In 1991, the Environmental Protection Agency designated the Snake River Plain Aquifer a sole-source aquifer. Since its establishment in 1949, the Idaho National Laboratory has fulfilled numerous Department of Energy (DOE) missions including designing and testing of 52 nuclear reactors and reprocessing spent nuclear fuel to recover fissile materials. These activities have resulted in an inventory of high-level, transuranic, mixed low-level and low-level wastes, which are being disposed in accordance with applicable laws and regulations. The laboratory is also responsible for storing and dispositioning approximately 250 metric tons of spent nuclear fuel from a number of sources, including the Navy, foreign and domestic research reactors, and some commercial reactors, along with DOE owned fuel. The site is on the United States Environmental Protection Agency’s National Priorities (Superfund) List, and environmental remediation activities are required at ten Waste Area Groups encompassing 100 operable units, including Naval Reactors Facility Waste Area Group 8 and Argonne National Laboratory-West Waste Area Group 9.

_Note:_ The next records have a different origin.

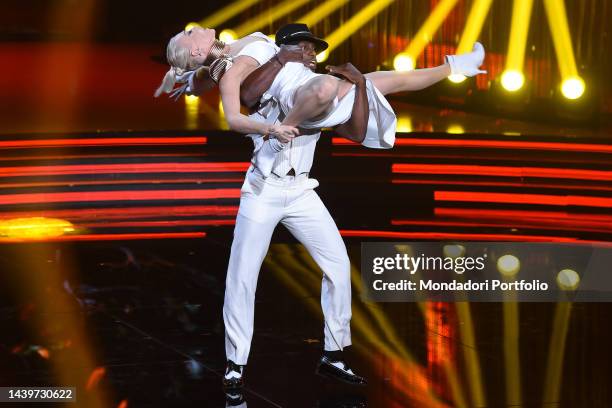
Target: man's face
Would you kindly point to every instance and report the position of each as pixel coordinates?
(198, 40)
(310, 54)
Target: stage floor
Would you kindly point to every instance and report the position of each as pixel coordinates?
(148, 320)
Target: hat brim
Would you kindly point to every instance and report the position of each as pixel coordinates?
(320, 44)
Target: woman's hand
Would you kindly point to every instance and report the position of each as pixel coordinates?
(284, 133)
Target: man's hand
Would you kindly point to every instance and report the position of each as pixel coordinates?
(346, 71)
(291, 53)
(284, 133)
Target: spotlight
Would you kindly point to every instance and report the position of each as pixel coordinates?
(456, 78)
(35, 228)
(191, 25)
(508, 265)
(404, 124)
(453, 251)
(572, 88)
(227, 35)
(568, 279)
(513, 80)
(403, 62)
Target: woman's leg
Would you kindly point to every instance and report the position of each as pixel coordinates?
(400, 81)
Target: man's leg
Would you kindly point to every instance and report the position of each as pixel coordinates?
(255, 223)
(311, 224)
(313, 99)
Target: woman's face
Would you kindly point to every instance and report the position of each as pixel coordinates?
(199, 40)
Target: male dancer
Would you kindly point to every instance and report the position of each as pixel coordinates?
(296, 210)
(286, 194)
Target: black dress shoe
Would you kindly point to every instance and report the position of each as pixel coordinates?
(234, 398)
(233, 376)
(338, 370)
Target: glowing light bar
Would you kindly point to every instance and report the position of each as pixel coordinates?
(192, 111)
(268, 17)
(322, 11)
(494, 144)
(227, 12)
(473, 27)
(114, 237)
(429, 28)
(513, 198)
(135, 195)
(127, 168)
(457, 236)
(102, 141)
(573, 86)
(352, 25)
(107, 214)
(502, 171)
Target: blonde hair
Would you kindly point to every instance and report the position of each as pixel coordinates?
(179, 58)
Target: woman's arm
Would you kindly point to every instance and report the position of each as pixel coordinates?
(229, 86)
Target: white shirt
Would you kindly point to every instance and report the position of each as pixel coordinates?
(300, 152)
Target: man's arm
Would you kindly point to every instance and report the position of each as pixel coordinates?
(355, 128)
(229, 86)
(260, 80)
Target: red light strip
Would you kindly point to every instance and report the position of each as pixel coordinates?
(103, 141)
(110, 237)
(511, 198)
(433, 181)
(86, 214)
(466, 237)
(100, 156)
(504, 171)
(169, 223)
(452, 235)
(119, 196)
(492, 144)
(126, 168)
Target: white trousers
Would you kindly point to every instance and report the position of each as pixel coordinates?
(293, 202)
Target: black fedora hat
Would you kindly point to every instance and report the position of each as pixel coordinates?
(298, 32)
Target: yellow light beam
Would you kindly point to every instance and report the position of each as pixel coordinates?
(470, 354)
(556, 350)
(227, 12)
(321, 12)
(354, 23)
(429, 28)
(521, 14)
(305, 283)
(473, 25)
(511, 353)
(559, 29)
(268, 16)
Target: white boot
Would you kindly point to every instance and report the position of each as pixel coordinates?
(467, 64)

The Idaho Operations Office, under the DOE Office of Nuclear Energy, is responsible for oversight and operations of the Idaho National Laboratory (INL). The INL’s Office of Environmental Management (EM) Program is responsible for managing a variety of radioactive and hazardous wastes and materials that originate from those missions and from other DOE facilities. The EM program is treating, storing and disposing of a variety of waste streams, cleaning up the environment, removing or deactivating unneeded facilities, and will remove DOE’s inventory of spent nuclear fuel and high-level waste from Idaho. The EM end-state vision consists of achieving the following: by 2012, the Idaho National Laboratory will have achieved significant risk reduction and will have placed materials in safe storage ready for disposal by 2020.